TEMPO.CO, Jakarta - Direktur Riset Charta Politika Yunarto Wijaya mengatakan, larangan partai berkampanye di media massa diharapkan bisa menghindari polemik antara media massa dengan politikus. “Intinya memberi kesempatan yang sama bagi partai yang pimpinannya bukan pemilik media massa,” katanya ketika dihubungi Tempo, Kamis, 17 Januari 2013.
Larangan itu menurut dia, berguna untuk mencegah partai politik yang hendak mencuri start kampanye. Apalagi bagi media yang memiliki relasi dengan politikus. Menurut Yunarto, aturan lain yang harus diterapkan penyelenggara pemilu adalah waktu penempatan kampanye.

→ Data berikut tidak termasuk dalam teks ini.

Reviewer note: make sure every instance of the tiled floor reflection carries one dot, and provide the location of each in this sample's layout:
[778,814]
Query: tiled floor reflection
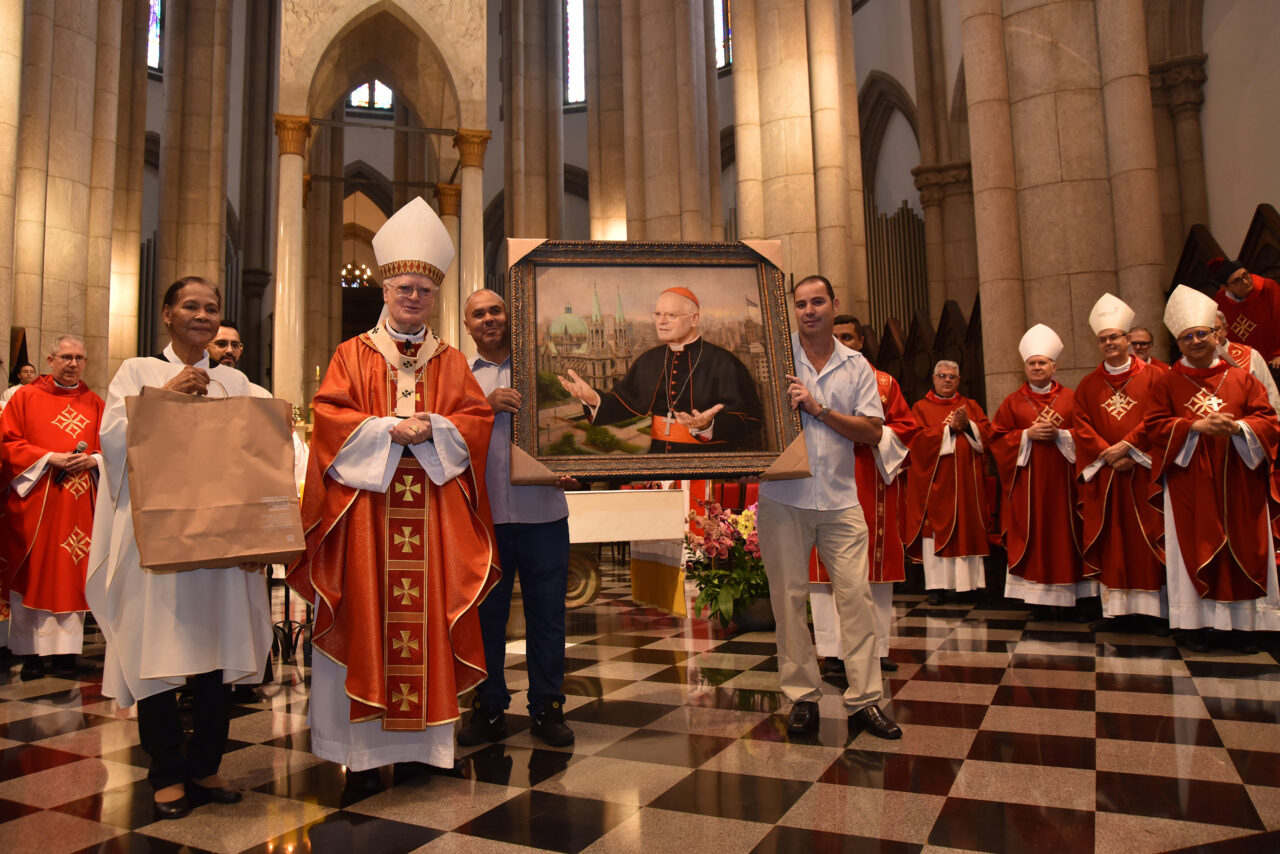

“Misalnya di televisi tidak boleh berkampanye lebih dari sepuluh kali per hari,” ucapnya. Dikatakan olehnya, aturan ini juga harus dipatuhi oleh partai politik yang pimpinannya memiliki media massa. “Persaingan boleh-boleh saja, tetapi harus dibatasi,” ujar Yunarto.
Sejak 7 Januari partai peserta Pemilu diizinkan berkampanye. Partai diperkenankan mengadakan pertemuan tatap muka dan rapat di ruang terbatas, termasuk menjelaskan visi, misi, dan program partai melalui jejaring sosial. Namun Komisi Pemilihan Umum melarang partai berkampanye di media massa dan rapat terbuka. Kampanye di media massa baru diizinakn 21 hari sebelum masa tenang, atau sekitar sebulan sebelum pencoblosan.
Saat ini, paling tidak ada tiga grup media penyiaran yang dimiliki tokoh politik. Grup media itu yakni Grup Viva milik Aburizal Bakrie yang membawahkan ANTV dan TV One. Ada juga grup Media Nusantara Citra miliki Hary Tanoesoedibjo yang memiliki RCTI, Global TV, dan MNC TV. Serta grup Metro TV milik Surya Paloh. Hary dan Surya Paloh adalah pentolan Nasional Demokrat.